In the financial and real estate industry, there are no free passes. Success only comes to those who sweat it out day after day, month after month, through the peaks and valleys inherent in our profession.
But there’s one aspect of your business that you don’t have to sweat out, yet so many professionals turn it into something way more complicated than it needs to be.
I’m talking about…
When it comes to selling, so many financial and real estate professionals get really, really complicated. They make selling into a big deal.
They add lots of steps and overwhelm themselves with possibilities and contingencies… and then they confuse themselves further by latching onto a different (also complicated) sales process… and then a different one after that. Each week it’s a new selling process — a 5 step one and then a 3 step one and then an 18 step one and then a 10 step one (etc., etc.)
In my opinion, a complicated selling process has 4 negative consequences…
- It makes it hard to excel when you’re too busy trying to remember which stage of which selling process you’re in.
- It blinds you to buying cues or those hard-to-pigeon-hole leads who aren’t easily organized into a complex selling process.
- It builds up the pain of rejection, turning every “no” into a deafening show-stopper.
- It’s harder to track progress and measure success.
Stop making sales so complicated. Go back to the basics. It’s easier to remember and a basic selling process becomes a useful toolbelt instead of a bizarre Swiss Army Knife that you never use.
It’s like a bicycle. There’s something so efficient and beautifully functional about a simple bicycle. Sure, you can make it fancy with gears and handbrakes; you can string together several bicycles to create a tandem bicycle; you can add a motor to get a moped; you can add an extra wheel on the back to get a tricycle; you can add a bench seat on the back to get a rickshaw. You can add streamers and a basket and a bell and trailer and extra knobby tires. But all of that are just extras bolted on to the simple, efficient bicycle.

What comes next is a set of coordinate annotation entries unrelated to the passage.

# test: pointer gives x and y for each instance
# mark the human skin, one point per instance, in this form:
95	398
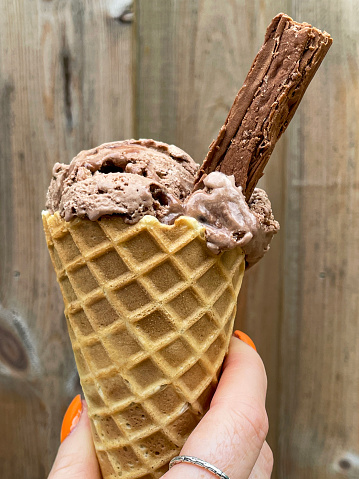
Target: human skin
231	435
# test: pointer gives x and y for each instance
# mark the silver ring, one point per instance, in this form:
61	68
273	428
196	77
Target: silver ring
198	462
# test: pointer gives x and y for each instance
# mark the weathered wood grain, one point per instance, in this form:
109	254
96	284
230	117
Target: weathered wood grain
65	85
319	414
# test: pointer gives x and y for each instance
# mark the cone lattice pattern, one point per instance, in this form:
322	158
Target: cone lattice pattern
150	312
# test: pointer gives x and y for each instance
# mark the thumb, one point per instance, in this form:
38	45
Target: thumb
76	457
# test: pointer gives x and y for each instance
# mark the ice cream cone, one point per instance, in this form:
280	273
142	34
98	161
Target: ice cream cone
150	312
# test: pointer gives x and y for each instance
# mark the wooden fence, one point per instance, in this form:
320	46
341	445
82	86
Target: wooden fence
76	73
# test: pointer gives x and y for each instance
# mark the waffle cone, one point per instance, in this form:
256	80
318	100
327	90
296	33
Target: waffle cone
150	313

Likewise, the selling process can get a lot of fancy bells and whistles bolted onto it but we will become more successful at it when we ruthlessly strip it down and focus on the essentials.
HOW TO MAKE SELLING SIMPLE
Find a selling process that works for you. There are a TON of selling processes out there. The simpler the better, in my opinion.
I like something along the lines of:
- Start the relationship. (Prospecting/Qualifying)
- Grow the relationship. (Build rapport/Build value)
- Present and ask for the order. (Sell/handle objections/follow-up)
That’s it. Nothing fancy. I don’t have an acronym for it or an easy-to-remember slogan. It’s just the selling process in its simplest form… as if we were glimpsing the selling process in its naturally occurring state.
Once you have this selling process, here’s what I advise:
- Don’t make it more complicated with more steps, sub-steps, twisty paths, flow-charts, and diversions. Stick to that selling process and rock it out. Rock it out by actually doing it.
- Become the world’s expert in that selling process. Study relentlessly. Build a selling binder. Add ideas and resources and tips. Read it all the time. (Easy to use and apply a 3-step process… harder in an 18 step process!!!)
- Invest in improving your skills in each of the three areas in this selling process.
- Look for a sales mentor in one of the three areas.
- Measure your success in each of the three areas.
- When you find new tools and ideas and resources, slot them into the existing selling process.
- Troubleshoot, fine-tune, tweak, modify, and optimize this process.
- Just go out there and do it. Stop trying to make the selling process more complicated.
- Most important: Relentlessly push through this process over and over and over and over and over and over and over and over and over again, every single day.
Financial and real estate professionals already have a lot of complicated parts in their business. But selling doesn’t have to be one of them. Stop looking for a more complicated “silver bullet”… find a simple process that works and excel at it.